Once your sales team has built enough trust to land a new client, the onboarding process will lay the groundwork for the ongoing client relationship. This is the time that the client is open to you and, at the same time, cautious of your next steps. It's important that you hit the ground running (or even before signing the agreement!) so the client feels an immediate sense of relief.
Here are four best practices to onboard clients for a successful business relationship.

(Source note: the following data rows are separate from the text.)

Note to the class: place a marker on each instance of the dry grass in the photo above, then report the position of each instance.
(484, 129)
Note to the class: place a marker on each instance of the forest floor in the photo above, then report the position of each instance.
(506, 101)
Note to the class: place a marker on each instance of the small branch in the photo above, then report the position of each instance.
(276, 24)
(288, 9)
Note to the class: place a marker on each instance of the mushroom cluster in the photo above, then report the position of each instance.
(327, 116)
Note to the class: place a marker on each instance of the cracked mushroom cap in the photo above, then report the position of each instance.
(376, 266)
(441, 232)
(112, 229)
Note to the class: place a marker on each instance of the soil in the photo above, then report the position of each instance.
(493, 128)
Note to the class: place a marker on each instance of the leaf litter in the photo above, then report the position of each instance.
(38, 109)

Align with Sales for a Warm Welcome
Instead of your client feeling like they're only as important as the cash they spent, align with your sales team to welcome your client. Restate what you both agreed to, discuss your understanding of your client's goals and give them an idea of what they can expect and when. Include them in the sales hand-off and let them know who they'll be hearing from, likely an account manager, your support team and your accounts receivable department, and what communications they can expect. Use a personalized video, live or virtual meeting or kick off call to provide an idea of your company values, your passions and how ready you are to help.
Set Boundaries Early
This is a very important time to assert your boundaries in a friendly way such as the contract scope, your working hours and how they will work with you. It's important that your client recognize what they've paid for and what you will do to ensure their customer satisfaction. It's equally important that you feel comfortable providing what they're expecting at the price you negotiated. Hopefully, at this time, you and the client have a written agreement that sets expectations on timeline and payment terms such as when, who, what, how often and how to pay. These terms will ensure that both parties are covered if there are questions about what goods are services are provided and when payment is expected.
See also: How Payment Terms Protect Your Business
Get to Work
Your client is going to start looking for value right away. Before signing a contract, you may wish to begin collecting information, researching the client's background and beginning some of the work you will be providing. This pre-work ensures that your client will begin to receive results or feedback almost immediately upon signing with your business. As an example, if you're able to come to the kick off meeting with a timeline of deliverables or tasks that can be completely quickly, your client will feel that you're listening and ready to get to work.
Keep Checking In
Throughout the beginning period of the client relationship, your team must keep communications consistent. This is the "getting to know you better" time period and some things may need adjusting or clarifying. Again, a single point of contact is important, and especially one who's willing to listen to feedback, so that trust continues to grow within the relationship. While the client's contact may be available during certain times, it's better to set a schedule of calls to check in. At each check-in, the team lead should again revisit the tasks, deliverables and goals, get the client's feedback on the work and make adjustments as necessary. This communication is essential for ensuring the client's happiness and a successful business relationship.
Why is Onboarding Important?
Establishing strong client relationships and effective communications helps your business to be more successful, retain clients and (hopefully) build a strong referral network. Another added bonus is established expectations with regards to the work or goods you're providing and when they will pay you for it. When you onboard clients for a successful business relationship, you're reducing the likelihood of bad debt or an account that you'll have to write off later. With a warm welcome and attentiveness, your business-to-business (B2B) relationship is off to a great start.